Once you have a car with them, you can't go back...
I wonder if you can special-order them. opcorn:


----------



## bigbodybenz (May 29, 2006)

Shaka said:


> drums are horrid in the wet/etc.


Interesting...tell me more


----------



## Shaka (May 20, 2001)

bigbodybenz said:


> Interesting...tell me more


http://cars.about.com/od/thingsyouneedtoknow/a/discvsdrum.htm



about.com said:


> Disc brakes are generally considered superior to drum brakes for several reasons. First, they dissipate heat better (brakes work by converting motion energy to heat energy). Under severe usage, such as repeated hard stops or riding the brakes down a long incline, disc brakes take longer to lose effectiveness (a condition known as brake fade).
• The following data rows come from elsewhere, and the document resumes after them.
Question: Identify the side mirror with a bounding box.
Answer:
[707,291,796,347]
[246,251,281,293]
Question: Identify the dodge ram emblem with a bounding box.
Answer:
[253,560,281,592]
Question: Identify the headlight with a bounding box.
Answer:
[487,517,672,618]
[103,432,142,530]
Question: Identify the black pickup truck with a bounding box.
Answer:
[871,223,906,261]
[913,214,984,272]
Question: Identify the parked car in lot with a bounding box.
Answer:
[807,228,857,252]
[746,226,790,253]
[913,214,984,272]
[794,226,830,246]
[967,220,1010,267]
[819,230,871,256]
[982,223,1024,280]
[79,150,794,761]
Disc brakes also perform better in wet weather, because centrifugal force tends to fling water off the brake disc and keep it dry, whereas drum brakes will collect some water on the inside surface where the brake shoes contact the drums.


----------



## silverspeedbuggy (Aug 8, 2001)

Shaka said:


> Yes, his name starts with an "A" (I'll leave it at that for privacy). Know him for sure! He still has the Q7, his wife a white Benz now (C300). Too funny that you know them!! Small world....


Yep, that's them! A BENZ! I knew he got her something new, but couldn't remember.
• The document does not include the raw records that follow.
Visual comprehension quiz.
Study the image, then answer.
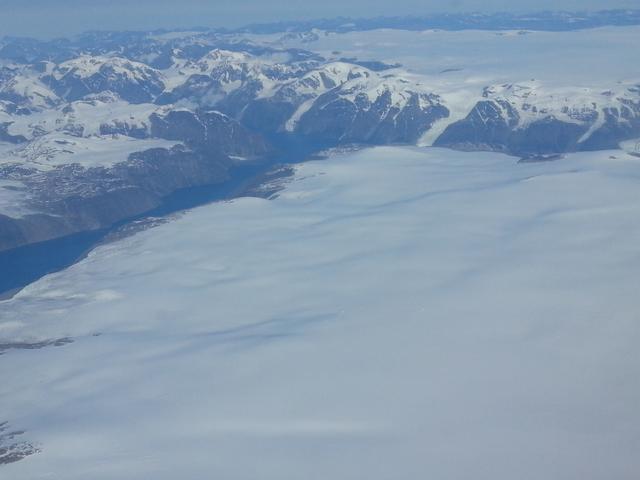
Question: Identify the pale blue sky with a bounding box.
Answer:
[0,0,640,37]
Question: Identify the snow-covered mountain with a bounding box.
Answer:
[436,81,640,154]
[0,25,640,250]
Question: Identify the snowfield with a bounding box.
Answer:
[0,147,640,480]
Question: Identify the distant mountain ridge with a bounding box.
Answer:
[0,18,640,250]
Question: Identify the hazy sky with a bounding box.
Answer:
[0,0,640,37]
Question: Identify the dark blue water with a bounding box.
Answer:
[0,137,320,299]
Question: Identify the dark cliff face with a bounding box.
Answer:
[297,92,449,145]
[43,59,165,104]
[0,32,640,255]
[434,100,640,155]
[0,147,232,250]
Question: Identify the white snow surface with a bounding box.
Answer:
[0,147,640,480]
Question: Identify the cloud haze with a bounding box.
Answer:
[0,0,637,37]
We also know a family across the street from you too. "J" is the wife, 40s, she a runner, red camaro, has three sons. She's a lot of fun.


----------



## Shaka (May 20, 2001)

silverspeedbuggy said:


> Yep, that's them! A BENZ! I knew he got her something new, but couldn't remember.
> 
> We also know a family across the street from you too. "J" is the wife, 40s, she a runner, red camaro, has three sons. She's a lot of fun.


Too funny! Small world for sure. I've not met "J" but I've seen the Camaro and the boys (older, teenagers?). We've only been in the house for just over 2 years and really know just a few neighbors, mostly those w/kids our daughters age (she is almost 4) -- so younger kids/families.
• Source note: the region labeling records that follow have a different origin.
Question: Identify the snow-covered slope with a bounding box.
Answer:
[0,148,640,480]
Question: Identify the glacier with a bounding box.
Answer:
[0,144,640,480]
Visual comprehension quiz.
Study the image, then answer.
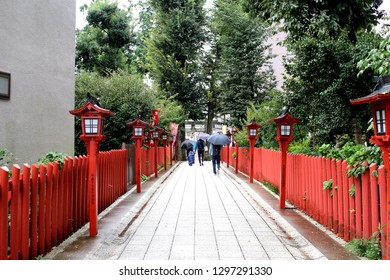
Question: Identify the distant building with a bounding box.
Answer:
[0,0,76,163]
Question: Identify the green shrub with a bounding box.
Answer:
[37,152,67,169]
[0,148,16,168]
[288,138,317,156]
[318,142,383,177]
[346,226,383,260]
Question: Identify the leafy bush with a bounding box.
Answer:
[37,152,67,169]
[318,142,383,177]
[0,148,16,168]
[346,226,383,260]
[288,138,317,156]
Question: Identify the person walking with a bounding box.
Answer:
[210,144,222,175]
[196,139,205,165]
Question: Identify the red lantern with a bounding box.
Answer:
[351,75,390,260]
[245,121,262,183]
[69,102,115,236]
[271,110,300,209]
[126,119,150,193]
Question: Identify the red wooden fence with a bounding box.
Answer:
[141,147,171,176]
[0,150,127,260]
[222,147,390,258]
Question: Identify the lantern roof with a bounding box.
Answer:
[350,74,390,105]
[270,108,301,123]
[69,101,115,117]
[126,119,151,126]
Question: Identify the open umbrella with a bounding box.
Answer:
[181,139,194,150]
[197,132,210,141]
[207,132,230,146]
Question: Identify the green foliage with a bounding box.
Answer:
[211,0,275,126]
[318,142,383,177]
[285,33,377,145]
[357,34,390,76]
[76,0,135,75]
[261,181,279,195]
[37,152,68,169]
[243,0,383,41]
[346,226,383,260]
[75,71,185,154]
[146,0,206,120]
[0,148,16,169]
[288,138,317,156]
[236,90,282,149]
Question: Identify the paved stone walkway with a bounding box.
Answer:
[74,162,326,260]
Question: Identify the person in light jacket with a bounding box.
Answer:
[209,144,222,175]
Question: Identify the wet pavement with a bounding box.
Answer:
[44,162,358,260]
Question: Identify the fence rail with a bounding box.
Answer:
[222,147,390,258]
[0,150,127,260]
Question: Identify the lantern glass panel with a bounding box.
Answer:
[134,127,143,137]
[280,124,291,136]
[375,109,386,135]
[84,119,99,134]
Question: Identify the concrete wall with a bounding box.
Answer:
[0,0,76,163]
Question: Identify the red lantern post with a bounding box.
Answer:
[126,119,149,193]
[226,130,232,168]
[152,127,160,178]
[69,102,115,236]
[169,136,173,166]
[271,110,300,209]
[245,121,262,183]
[160,130,168,170]
[233,130,240,174]
[351,75,390,260]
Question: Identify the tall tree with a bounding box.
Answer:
[285,33,377,144]
[147,0,206,120]
[76,0,135,74]
[212,0,275,126]
[244,0,383,42]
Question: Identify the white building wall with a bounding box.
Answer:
[0,0,76,163]
[268,32,287,89]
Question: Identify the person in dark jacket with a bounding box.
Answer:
[196,139,205,165]
[210,144,222,175]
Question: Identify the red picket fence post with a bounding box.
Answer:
[355,176,363,238]
[341,160,351,241]
[0,167,9,260]
[361,163,371,239]
[369,163,379,235]
[378,165,390,255]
Are you on fatDUBS (www.fatdubs.com) ?? If not, you should be! Also, I know my wife posts on NewBeetle.org so look for her there too!


----------



## silverspeedbuggy (Aug 8, 2001)

Shaka said:


> Too funny! Small world for sure. I've not met "J" but I've seen the Camaro and the boys (older, teenagers?). We've only been in the house for just over 2 years and really know just a few neighbors, mostly those w/kids our daughters age (she is almost 4) -- so younger kids/families.
> 
> Are you on fatDUBS (www.fatdubs.com) ?? If not, you should be! Also, I know my wife posts on NewBeetle.org so look for her there too!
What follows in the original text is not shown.